These examples show how modes of thought, expanded understanding of the Self, and an understanding of the world could exist without being able to establish themselves in society, i.e., in the discourse. Clearly the paradigm -- the dichotomy of realism on the one hand and idealism on the other -- was too strong to allow for a third position. It is important to see that the mutual exclusivity of "the idealistic" and "the realistic" maintained this paradigm. Thus Ideal-ism is the declared opponent of Realism, which guarantees its survival, and vice versa. The saying used by Nils Bohr as the motto for the Principal of Complements in quantum physics thus applies to a completely different field: "Contraria non contradictoria sed complementa sunt." Opposites don't contradict; they complement one another.

 "Rundum" Photography

I arrived at Rundum Photography through the Lorentz transformation. I placed a Rubik's Cube on a rotating plate and photographed it again and again, turning the plate 5 degrees further each time. I cut a strip from the middle of each of the photographs and glued the strip onto a piece of paper.

This created an almost homogenous picture of the Rubik's Cube, which nevertheless looked strange, as if it were opened up on itself. The picture portrayed the Cube from a perspective that was situated in a circle around the object. The circular perspective of the image was how-ever purely arbitrary. Every other line would potentially create a new picture, a new perspective of the Cube. The composite image becomes more homogenous, the more the photographs and the narrower the width of the photo strips.

A strip camera completes the transition to the homogenous Rundum Photo. Here, the film is pulled steadily along a fixed exposure slit. It functions like a scanner, with which the surround-ings are recorded through the movement of the apparatus. Though the resulting image on the filmstrip is static, it contains the movement of the camera during the recording. In viewing this, the Self of the observer is set in motion. (This functions especially when the observer is informed as to the nature of the reproduction, when he understands the image not only aesthetically as a strange deformation of a photograph, but on a technical level as well. That the observer identify himself with the recording apparatus is obviously a requirement for the transfer of reality onto the media of the image.) The slit camera is a recording apparatus of motion, not only of the movement of the camera, but also of the moving objects in front of the camera's lens. If the camera is posed before an unmoving background, it reveals even, horizontal lines on the film. A picture ensues only through the movement  of an object.
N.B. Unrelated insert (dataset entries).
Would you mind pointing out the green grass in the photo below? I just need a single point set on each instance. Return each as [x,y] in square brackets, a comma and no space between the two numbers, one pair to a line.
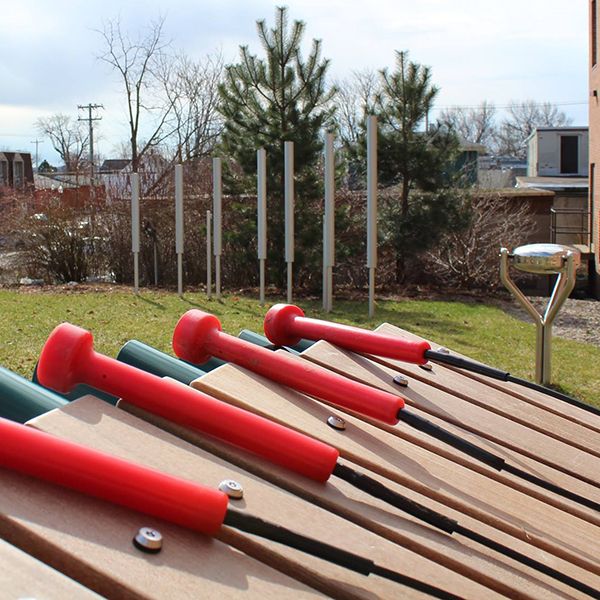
[480,331]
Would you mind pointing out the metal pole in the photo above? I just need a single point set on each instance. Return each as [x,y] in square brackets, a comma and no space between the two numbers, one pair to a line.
[217,223]
[329,224]
[179,226]
[261,200]
[208,255]
[372,208]
[289,213]
[135,230]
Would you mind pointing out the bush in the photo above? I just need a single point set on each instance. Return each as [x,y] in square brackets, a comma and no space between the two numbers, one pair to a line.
[469,258]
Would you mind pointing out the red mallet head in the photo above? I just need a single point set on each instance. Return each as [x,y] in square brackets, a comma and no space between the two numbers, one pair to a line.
[191,335]
[279,324]
[67,349]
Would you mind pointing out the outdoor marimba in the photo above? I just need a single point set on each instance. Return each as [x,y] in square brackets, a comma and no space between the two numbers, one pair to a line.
[87,543]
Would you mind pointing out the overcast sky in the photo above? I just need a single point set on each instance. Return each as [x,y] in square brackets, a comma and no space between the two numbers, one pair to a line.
[477,49]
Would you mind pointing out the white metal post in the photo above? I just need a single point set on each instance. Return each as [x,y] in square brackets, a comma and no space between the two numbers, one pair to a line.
[217,223]
[261,197]
[179,226]
[372,208]
[135,230]
[289,213]
[208,255]
[329,224]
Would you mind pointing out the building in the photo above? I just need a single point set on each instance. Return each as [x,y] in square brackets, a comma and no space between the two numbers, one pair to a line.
[558,152]
[16,170]
[594,149]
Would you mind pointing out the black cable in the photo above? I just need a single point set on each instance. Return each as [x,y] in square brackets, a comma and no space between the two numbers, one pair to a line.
[348,560]
[475,367]
[374,488]
[378,490]
[528,561]
[552,487]
[492,460]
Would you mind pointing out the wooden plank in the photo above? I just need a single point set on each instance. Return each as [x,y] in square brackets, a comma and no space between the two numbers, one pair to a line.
[471,494]
[469,417]
[22,576]
[539,399]
[101,426]
[379,375]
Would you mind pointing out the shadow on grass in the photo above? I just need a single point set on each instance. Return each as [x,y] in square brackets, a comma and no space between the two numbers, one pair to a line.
[152,302]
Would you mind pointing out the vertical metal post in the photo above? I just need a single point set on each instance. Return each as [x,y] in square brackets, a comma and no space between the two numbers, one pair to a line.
[135,230]
[289,213]
[217,223]
[179,226]
[208,255]
[372,208]
[329,224]
[261,200]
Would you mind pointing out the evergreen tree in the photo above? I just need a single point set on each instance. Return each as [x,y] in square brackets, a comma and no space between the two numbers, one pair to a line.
[417,157]
[265,102]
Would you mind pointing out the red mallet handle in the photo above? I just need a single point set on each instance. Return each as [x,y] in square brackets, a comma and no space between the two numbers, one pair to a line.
[286,325]
[68,358]
[110,478]
[198,336]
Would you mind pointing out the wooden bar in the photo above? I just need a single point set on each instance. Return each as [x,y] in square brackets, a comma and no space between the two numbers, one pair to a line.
[101,426]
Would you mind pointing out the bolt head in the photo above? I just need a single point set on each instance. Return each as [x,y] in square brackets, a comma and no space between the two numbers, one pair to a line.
[148,540]
[400,380]
[232,488]
[336,422]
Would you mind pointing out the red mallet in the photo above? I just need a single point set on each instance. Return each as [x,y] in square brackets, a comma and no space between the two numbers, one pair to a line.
[101,475]
[68,358]
[173,499]
[286,325]
[198,336]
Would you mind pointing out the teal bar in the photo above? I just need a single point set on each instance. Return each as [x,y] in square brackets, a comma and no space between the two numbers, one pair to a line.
[261,340]
[22,400]
[80,390]
[142,356]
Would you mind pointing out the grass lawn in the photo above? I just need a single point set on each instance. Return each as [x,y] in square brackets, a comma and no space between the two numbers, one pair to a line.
[480,331]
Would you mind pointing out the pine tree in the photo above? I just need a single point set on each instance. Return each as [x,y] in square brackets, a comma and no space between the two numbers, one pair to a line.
[417,156]
[265,102]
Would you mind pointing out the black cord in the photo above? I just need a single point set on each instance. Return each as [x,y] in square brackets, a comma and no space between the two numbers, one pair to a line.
[349,560]
[378,490]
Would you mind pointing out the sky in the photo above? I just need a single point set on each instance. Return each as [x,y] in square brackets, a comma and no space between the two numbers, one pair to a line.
[478,50]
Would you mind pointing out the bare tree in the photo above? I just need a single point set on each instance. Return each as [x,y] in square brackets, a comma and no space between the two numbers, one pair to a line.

What results is a photographic diagram of movements. Fast objects are compressed, slow ones elongated. The images may seem to be very much like a panoramic photograph, yet the principle is different. It is as if the observer would perceive the world through a crack in a door, along which things pass by. In an instant he can see the movements of an interval of time and thereby experiences herself in that moment in motion. The Self is thereby extended, spatially and temporally. The vertical axis of the Rundum picture corresponds to a realistic reproduction of the space. The horizontal axis of the picture, on the other hand, represents time and space, that is, motion.

These pictures are by no means pure strategies of reproduction. They correlate in a certain way to our perceptual experience. Our eyes perceive only through movement: be it the movement of objects in our line of vision; or the movement of our head, in order, for example to perceive a room; or the movement of our pupils, to identify an object.